Gevolgen voor betrokkenen
Nu, zoals gesteld, de aanpassing van de vereisten aan groen gas (de absolute minima en maxima aan de Wobbe-index) een regel is die op dit moment al is opgenomen in het vrijwillige beheersprotocol, verandert het opnemen van deze afspraak in de regeling de praktijk bij invoeders van groen gas niet. Het borgt slechts dat indien nodig deze vereisten gehandhaafd kunnen worden wat met een vrijwillige beheersprotocol niet mogelijk is. Voor de partijen voor wie deze aanpassing relevant is, is er dan ook geen regeldrukeffect. Ook de opname in de regeling van onlangs gemaakte internationale afspraken over de gassamenstelling bij internationaal transport kent geen regeldrukeffect. De verruiming van het gehalte waterstof op het systeem van regionale transportleidingen tot 0,5% heeft waarschijnlijk geen effecten voor de aangesloten gebruikers van gas.
Internetconsultatie
U kunt tot 27 maart 2018 een zienswijze indienen over zowel alle aspecten van de concept-wijzigingsregeling, als op het advies van het SodM. Met name invoeders van gas waaronder groen gas, netbeheerders en afnemers van gas kunnen interesse hebben om in te spreken.
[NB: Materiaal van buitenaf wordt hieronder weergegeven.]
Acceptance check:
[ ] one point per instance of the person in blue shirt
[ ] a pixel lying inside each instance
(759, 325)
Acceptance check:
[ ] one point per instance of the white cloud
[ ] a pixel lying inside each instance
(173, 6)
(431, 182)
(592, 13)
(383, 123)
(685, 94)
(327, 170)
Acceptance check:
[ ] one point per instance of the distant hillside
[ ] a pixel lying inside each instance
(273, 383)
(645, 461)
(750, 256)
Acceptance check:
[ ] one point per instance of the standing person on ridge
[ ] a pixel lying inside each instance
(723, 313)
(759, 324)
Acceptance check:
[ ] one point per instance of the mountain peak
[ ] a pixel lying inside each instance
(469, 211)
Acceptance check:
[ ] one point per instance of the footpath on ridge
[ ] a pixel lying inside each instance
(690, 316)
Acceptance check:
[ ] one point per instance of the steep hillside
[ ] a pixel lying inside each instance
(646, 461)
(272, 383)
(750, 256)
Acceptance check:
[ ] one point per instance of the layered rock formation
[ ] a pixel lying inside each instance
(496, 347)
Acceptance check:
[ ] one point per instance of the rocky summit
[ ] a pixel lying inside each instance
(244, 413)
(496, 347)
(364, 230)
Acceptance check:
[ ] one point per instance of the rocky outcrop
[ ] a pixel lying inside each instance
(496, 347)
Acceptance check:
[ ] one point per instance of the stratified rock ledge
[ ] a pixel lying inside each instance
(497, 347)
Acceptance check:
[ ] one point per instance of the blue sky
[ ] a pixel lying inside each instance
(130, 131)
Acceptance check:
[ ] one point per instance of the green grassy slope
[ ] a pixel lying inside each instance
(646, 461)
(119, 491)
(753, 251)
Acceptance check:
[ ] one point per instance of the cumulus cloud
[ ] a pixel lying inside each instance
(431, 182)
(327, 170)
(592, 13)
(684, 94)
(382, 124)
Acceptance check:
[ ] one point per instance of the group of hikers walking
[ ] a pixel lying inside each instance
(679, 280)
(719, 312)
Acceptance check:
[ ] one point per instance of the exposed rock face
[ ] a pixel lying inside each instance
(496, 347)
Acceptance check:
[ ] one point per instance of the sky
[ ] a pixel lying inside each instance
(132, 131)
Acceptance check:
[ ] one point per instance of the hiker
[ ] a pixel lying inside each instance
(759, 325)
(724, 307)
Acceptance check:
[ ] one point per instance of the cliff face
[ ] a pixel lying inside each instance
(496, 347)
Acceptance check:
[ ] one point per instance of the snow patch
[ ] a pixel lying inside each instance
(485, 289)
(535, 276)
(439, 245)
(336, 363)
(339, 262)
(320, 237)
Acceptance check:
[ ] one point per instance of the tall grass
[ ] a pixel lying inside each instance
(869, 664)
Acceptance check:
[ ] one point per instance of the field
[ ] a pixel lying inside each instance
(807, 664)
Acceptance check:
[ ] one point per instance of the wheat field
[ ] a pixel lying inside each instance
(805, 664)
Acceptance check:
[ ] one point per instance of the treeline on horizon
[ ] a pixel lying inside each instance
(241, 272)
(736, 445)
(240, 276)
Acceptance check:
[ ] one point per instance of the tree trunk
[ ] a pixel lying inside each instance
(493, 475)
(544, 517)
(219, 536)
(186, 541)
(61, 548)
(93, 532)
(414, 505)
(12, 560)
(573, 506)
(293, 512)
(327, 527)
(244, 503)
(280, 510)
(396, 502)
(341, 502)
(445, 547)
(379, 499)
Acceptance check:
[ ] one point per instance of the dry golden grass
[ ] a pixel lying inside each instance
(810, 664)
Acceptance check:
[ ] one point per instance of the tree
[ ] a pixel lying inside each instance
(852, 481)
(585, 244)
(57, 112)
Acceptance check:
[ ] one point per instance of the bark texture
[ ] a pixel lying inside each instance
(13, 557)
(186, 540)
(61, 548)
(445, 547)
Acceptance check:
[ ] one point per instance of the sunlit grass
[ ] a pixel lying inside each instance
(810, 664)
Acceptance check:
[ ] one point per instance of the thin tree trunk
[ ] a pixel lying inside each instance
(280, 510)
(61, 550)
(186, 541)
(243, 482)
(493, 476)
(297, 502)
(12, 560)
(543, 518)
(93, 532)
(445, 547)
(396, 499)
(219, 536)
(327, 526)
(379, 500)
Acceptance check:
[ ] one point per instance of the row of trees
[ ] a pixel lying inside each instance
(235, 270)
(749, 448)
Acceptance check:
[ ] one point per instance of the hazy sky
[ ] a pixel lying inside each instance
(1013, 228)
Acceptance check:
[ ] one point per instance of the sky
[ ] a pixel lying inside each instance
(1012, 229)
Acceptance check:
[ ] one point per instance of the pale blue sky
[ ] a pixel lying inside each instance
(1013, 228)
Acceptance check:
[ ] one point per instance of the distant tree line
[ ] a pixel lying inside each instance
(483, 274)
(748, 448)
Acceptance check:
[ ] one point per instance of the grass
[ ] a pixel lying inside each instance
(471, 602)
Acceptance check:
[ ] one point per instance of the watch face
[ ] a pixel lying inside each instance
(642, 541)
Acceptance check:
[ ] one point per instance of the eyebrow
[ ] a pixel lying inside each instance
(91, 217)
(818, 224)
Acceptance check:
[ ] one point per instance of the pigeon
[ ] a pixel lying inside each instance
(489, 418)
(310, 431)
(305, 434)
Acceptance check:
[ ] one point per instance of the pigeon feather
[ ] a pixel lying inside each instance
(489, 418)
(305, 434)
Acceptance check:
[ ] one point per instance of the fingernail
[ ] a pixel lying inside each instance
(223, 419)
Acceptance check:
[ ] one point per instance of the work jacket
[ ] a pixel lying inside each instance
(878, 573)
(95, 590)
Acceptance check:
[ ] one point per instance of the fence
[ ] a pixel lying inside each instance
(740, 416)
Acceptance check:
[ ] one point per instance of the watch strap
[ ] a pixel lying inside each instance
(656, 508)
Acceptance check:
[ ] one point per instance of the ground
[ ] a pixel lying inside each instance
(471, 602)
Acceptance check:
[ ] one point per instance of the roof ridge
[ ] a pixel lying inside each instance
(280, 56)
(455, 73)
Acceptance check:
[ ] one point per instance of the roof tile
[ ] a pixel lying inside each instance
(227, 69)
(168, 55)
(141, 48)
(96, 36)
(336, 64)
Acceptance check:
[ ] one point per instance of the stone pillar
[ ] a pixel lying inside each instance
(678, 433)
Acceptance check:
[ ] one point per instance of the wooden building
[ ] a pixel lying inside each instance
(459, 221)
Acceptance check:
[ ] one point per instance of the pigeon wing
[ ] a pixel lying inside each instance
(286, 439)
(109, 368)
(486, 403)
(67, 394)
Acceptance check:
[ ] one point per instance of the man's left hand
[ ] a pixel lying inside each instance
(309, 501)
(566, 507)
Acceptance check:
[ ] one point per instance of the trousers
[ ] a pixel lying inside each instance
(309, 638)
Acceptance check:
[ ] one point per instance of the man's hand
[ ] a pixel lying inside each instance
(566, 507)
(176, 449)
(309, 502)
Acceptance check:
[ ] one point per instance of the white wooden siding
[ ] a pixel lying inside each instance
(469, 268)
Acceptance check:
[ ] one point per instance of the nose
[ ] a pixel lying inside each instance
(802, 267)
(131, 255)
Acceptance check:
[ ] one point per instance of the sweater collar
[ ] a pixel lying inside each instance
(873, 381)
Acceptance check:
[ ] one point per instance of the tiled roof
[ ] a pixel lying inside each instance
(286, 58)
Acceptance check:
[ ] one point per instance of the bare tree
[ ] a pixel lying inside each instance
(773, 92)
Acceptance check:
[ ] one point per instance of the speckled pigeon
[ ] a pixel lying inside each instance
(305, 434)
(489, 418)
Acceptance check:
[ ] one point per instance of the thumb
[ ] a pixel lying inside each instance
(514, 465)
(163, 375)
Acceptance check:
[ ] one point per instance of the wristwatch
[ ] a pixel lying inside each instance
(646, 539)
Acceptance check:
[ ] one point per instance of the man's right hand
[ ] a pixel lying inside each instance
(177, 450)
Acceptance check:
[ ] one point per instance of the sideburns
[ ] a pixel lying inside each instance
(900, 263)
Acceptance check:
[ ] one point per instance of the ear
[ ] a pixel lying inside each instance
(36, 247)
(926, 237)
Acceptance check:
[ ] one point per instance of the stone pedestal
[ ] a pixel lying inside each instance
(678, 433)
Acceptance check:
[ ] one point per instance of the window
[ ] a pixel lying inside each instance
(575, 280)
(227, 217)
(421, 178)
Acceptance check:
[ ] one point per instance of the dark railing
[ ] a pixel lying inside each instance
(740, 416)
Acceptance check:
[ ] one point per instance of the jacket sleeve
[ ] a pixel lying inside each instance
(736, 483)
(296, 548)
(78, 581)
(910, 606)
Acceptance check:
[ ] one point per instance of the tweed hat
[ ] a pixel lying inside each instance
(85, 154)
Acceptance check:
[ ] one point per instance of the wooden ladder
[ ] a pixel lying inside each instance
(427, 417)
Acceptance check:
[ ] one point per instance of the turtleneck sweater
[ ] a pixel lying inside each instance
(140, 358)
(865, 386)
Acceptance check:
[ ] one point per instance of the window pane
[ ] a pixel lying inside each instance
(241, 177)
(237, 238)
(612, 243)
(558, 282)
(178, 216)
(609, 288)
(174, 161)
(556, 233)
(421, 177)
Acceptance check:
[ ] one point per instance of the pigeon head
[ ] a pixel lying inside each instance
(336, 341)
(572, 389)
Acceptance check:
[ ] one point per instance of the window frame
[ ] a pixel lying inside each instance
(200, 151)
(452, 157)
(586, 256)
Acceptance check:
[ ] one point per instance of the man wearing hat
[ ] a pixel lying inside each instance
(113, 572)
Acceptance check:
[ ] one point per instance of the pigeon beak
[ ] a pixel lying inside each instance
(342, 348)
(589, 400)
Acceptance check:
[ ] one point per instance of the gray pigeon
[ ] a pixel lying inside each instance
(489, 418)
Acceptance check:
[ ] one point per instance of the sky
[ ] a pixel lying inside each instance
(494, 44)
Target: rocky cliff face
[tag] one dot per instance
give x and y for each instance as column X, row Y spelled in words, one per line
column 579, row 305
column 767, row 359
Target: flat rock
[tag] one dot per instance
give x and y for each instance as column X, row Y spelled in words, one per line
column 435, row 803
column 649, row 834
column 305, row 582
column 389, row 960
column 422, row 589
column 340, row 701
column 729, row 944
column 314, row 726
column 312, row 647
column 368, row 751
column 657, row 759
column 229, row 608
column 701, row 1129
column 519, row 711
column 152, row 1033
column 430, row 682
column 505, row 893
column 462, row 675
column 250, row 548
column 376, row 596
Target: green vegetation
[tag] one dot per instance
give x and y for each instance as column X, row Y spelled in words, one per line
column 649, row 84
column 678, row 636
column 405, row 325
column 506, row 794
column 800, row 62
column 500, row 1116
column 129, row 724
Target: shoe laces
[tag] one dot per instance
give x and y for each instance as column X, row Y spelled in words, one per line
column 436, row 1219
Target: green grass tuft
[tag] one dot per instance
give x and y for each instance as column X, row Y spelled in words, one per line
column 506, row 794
Het Ministerie van EZK is daarbij ook geïnteresseerd in meer algemene reacties op het gehalte waterstof dat gebruikers kunnen accommoderen. Ondanks de veronderstelling dat er zich door wijziging van de regeling geen (regeldruk)effecten voor de betrokkenen zullen voordoen, wordt de consultatie juist gebruikt om deze aanname te verifiëren. Als er bezwaren uit de consultatie blijken zou dit reden kunnen zijn om met name de verruiming van het gehalte waterstof niet door te voeren.